Apple, one of Cork's biggest employers, yesterday confirmed to RTÉ News that one of their employees had been diagnosed with the virus.
The employee, who has not been identified due to patient confidentiality, was based in Apple's Hollyhill campus, where thousands of Apple workers are employed.
A letter from Apple reassuring its staff, seen by RTÉ, states:
"Our employees' health and wellbeing is our top priority, and we want to ensure all members of the local team are aware of the situation and the resources available to you.
"The possibility of contracting rubella is low, and most cases are mild."
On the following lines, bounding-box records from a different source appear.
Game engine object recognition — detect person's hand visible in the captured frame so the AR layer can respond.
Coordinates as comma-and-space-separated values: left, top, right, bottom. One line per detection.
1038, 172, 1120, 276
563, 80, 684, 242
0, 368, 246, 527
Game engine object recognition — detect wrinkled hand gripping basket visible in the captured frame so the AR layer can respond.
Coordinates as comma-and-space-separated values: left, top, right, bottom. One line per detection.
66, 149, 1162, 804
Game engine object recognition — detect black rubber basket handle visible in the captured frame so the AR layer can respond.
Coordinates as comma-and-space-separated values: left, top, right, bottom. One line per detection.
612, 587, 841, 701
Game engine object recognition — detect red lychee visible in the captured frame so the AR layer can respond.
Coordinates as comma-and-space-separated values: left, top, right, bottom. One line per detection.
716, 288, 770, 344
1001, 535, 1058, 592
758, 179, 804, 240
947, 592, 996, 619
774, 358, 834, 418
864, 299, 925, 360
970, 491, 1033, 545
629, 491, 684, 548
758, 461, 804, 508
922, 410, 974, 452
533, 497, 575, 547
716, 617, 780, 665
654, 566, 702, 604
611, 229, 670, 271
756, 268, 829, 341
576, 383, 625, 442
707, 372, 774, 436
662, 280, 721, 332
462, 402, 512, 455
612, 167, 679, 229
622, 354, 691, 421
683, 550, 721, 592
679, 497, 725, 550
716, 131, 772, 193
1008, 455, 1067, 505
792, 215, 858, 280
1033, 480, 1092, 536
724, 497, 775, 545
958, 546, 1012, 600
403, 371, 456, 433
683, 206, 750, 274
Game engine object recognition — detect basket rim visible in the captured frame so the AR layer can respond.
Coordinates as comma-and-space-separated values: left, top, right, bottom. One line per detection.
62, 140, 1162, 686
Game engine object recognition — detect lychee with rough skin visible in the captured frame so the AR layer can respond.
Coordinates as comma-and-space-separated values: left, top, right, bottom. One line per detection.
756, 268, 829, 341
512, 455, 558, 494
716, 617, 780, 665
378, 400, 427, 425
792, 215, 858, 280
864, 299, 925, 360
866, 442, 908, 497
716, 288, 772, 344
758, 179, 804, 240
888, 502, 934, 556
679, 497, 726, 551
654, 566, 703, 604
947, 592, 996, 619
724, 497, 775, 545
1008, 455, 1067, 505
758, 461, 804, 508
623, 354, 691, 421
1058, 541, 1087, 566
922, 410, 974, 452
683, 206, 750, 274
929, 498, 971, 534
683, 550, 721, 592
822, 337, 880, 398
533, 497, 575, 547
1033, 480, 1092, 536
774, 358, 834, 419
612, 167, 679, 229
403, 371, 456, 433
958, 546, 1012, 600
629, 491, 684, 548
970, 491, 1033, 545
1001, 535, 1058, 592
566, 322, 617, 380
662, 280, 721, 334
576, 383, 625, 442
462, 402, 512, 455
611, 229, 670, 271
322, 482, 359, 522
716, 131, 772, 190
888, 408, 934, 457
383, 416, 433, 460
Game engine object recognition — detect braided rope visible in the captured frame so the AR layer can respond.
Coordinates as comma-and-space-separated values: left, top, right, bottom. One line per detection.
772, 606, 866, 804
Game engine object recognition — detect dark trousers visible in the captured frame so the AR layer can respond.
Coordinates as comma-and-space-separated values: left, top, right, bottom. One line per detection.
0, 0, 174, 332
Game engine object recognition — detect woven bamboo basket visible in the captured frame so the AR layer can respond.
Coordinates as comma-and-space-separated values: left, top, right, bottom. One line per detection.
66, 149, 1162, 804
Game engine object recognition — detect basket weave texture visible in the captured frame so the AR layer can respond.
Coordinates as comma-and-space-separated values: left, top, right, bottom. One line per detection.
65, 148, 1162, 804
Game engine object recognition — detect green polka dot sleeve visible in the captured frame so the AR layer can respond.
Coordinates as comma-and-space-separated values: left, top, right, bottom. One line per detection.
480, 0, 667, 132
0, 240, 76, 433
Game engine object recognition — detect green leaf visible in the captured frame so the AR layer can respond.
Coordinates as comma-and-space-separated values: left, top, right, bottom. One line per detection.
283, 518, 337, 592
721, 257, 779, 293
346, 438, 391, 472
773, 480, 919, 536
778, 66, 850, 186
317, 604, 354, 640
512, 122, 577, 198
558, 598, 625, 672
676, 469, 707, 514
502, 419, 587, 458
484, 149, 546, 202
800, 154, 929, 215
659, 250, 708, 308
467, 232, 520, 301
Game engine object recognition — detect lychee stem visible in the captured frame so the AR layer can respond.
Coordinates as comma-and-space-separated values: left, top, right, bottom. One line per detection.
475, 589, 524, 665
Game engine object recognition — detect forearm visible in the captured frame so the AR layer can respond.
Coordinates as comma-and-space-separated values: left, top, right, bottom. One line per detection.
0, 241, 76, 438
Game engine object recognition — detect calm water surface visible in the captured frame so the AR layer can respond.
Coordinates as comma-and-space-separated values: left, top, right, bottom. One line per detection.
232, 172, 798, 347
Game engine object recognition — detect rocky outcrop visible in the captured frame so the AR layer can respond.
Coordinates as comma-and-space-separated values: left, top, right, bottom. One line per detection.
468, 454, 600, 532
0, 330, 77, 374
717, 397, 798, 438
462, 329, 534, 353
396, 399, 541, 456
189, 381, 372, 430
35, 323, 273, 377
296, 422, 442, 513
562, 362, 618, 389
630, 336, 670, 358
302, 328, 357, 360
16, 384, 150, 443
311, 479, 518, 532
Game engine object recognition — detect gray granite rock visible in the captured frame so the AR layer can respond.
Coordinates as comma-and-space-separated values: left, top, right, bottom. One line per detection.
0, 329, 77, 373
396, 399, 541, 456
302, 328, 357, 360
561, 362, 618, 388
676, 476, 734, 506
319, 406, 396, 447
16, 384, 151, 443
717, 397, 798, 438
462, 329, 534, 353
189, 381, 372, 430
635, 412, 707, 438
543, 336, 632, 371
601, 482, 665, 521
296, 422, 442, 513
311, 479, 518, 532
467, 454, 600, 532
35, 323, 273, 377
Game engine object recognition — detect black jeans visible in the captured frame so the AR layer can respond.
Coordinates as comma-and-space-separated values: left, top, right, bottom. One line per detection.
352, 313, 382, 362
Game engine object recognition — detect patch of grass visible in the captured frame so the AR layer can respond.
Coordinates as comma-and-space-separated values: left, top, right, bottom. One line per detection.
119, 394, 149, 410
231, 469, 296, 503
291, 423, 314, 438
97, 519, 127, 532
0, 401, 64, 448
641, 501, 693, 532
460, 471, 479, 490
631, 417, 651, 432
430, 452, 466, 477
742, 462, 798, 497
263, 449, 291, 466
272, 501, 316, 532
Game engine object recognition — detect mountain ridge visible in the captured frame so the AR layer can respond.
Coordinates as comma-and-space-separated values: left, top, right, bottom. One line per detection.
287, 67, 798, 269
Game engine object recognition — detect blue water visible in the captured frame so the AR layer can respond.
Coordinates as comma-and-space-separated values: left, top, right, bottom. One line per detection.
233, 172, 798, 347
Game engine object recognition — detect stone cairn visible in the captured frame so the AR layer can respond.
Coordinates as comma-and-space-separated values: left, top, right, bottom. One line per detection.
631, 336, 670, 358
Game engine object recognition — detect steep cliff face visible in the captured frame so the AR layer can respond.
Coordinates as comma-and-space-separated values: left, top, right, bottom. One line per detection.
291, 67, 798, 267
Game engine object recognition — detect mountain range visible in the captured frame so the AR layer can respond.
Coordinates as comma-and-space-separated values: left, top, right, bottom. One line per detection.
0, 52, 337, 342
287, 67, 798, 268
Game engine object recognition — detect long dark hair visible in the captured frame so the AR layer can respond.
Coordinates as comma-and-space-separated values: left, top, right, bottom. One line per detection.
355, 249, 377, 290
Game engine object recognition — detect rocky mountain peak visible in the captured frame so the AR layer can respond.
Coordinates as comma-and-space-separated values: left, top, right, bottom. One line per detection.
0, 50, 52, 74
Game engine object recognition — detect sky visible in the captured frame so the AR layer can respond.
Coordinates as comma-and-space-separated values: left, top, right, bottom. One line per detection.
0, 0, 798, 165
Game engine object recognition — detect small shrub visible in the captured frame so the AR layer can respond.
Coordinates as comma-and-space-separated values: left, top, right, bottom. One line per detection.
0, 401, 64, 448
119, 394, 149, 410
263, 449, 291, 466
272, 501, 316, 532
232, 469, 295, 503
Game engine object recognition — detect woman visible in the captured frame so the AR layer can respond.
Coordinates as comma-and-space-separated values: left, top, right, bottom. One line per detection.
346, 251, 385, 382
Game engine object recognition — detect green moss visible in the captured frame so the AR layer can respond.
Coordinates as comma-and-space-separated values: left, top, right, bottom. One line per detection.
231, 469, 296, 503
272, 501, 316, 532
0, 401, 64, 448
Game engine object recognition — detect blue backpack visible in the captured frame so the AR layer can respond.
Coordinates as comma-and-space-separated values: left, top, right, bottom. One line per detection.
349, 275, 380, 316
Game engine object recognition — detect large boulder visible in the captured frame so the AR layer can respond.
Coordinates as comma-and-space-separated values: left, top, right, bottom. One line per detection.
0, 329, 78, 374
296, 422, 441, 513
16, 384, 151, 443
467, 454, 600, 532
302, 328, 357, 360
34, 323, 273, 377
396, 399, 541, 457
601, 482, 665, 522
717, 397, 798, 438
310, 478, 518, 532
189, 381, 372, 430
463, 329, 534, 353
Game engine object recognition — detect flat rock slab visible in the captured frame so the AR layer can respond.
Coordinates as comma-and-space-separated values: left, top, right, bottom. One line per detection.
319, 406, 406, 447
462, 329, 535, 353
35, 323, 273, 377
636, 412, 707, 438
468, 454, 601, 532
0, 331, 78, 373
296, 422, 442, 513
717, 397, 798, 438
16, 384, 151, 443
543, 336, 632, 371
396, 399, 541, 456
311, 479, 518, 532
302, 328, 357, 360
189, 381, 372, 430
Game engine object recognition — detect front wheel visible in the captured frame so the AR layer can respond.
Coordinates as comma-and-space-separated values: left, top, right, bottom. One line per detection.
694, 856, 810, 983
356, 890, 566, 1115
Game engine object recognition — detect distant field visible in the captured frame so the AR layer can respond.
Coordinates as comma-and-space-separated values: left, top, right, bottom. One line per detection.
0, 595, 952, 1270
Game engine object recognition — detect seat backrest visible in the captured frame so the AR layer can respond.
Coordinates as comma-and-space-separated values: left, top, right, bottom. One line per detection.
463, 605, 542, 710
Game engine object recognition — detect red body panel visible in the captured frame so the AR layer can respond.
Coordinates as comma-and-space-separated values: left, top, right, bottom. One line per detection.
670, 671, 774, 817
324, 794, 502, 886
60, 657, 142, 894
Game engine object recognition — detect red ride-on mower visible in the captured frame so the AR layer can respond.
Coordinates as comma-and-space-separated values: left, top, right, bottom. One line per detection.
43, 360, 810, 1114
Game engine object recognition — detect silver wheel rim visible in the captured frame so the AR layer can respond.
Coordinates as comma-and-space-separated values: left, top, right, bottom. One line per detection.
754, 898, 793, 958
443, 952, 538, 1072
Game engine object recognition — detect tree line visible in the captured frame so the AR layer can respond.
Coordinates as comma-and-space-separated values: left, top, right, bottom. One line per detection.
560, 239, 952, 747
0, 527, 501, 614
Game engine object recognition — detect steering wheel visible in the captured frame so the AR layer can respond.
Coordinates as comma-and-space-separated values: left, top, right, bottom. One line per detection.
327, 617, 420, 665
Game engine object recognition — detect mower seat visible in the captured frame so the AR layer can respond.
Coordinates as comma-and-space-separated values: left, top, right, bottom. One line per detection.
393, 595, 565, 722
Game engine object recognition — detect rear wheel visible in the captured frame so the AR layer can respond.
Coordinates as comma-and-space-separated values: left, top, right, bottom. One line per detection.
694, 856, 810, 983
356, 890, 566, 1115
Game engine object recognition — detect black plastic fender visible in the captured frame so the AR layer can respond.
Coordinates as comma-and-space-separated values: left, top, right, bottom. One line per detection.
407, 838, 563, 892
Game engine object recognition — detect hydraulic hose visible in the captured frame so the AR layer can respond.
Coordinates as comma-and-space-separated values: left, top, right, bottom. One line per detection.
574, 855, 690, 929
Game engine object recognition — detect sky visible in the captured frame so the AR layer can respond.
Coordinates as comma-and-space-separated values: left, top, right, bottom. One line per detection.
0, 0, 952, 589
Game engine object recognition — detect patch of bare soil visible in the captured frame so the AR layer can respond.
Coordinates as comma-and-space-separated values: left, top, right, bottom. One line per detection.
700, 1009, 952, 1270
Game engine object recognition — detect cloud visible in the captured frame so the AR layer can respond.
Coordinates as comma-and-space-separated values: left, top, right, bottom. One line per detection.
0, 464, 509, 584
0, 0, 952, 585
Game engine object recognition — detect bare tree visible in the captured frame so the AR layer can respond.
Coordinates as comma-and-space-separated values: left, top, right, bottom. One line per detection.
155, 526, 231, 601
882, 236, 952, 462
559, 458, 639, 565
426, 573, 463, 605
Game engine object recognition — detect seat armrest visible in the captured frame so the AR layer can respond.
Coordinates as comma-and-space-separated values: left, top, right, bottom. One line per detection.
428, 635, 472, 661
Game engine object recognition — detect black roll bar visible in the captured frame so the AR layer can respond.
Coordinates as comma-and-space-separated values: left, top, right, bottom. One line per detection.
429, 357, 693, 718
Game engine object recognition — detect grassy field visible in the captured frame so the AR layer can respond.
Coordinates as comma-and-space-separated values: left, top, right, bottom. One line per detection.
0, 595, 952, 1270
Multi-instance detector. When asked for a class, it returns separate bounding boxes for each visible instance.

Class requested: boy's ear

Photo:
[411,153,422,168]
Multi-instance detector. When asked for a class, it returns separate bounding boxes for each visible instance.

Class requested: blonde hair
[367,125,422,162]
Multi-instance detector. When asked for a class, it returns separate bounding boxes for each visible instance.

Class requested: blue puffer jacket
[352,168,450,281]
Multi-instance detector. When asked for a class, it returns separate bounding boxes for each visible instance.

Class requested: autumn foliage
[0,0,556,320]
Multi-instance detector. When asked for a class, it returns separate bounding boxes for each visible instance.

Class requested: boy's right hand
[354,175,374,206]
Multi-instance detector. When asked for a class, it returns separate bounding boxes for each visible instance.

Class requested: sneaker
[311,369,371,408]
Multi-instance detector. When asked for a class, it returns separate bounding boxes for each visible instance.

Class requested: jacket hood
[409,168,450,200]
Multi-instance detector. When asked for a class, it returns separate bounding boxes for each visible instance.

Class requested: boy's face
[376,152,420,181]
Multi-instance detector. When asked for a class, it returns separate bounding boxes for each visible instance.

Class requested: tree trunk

Ireland has not seen a confirmed case of acute rubella since 2009, and in 2016 the World Health Organisation announced that Ireland was considered free of endemic rubella.
However, a drop in children receiving the MMR (Measles, Mumps and Rubella) vaccine as infants means that cases are on the rise.
Cork-based GP Dr Nick Flynn, speaking to local outlet Echo Live, says he is dealing with two or three cases of mumps each week, and that "there's no reason we couldn't see a similar outbreak of rubella".
“The key message to get out there is to encourage parents to vaccinate their children as herd immunity is crucial,” he told the outlet.
The infectious virus causes a high fever, swollen glands and a pink-red rash not dissimilar to measles. The rash lasts about three days but the virus is contagious for up to 7 days before the rash appears.
While rubella is considered mild in comparison to measles it can be serious if contracted by pregnant women as it can harm unborn children and cause miscarriages.
The HSE are also encouraging anyone born after 1978 who was never vaccinated to contact their GP where they can receive the MMR vaccination free of charge.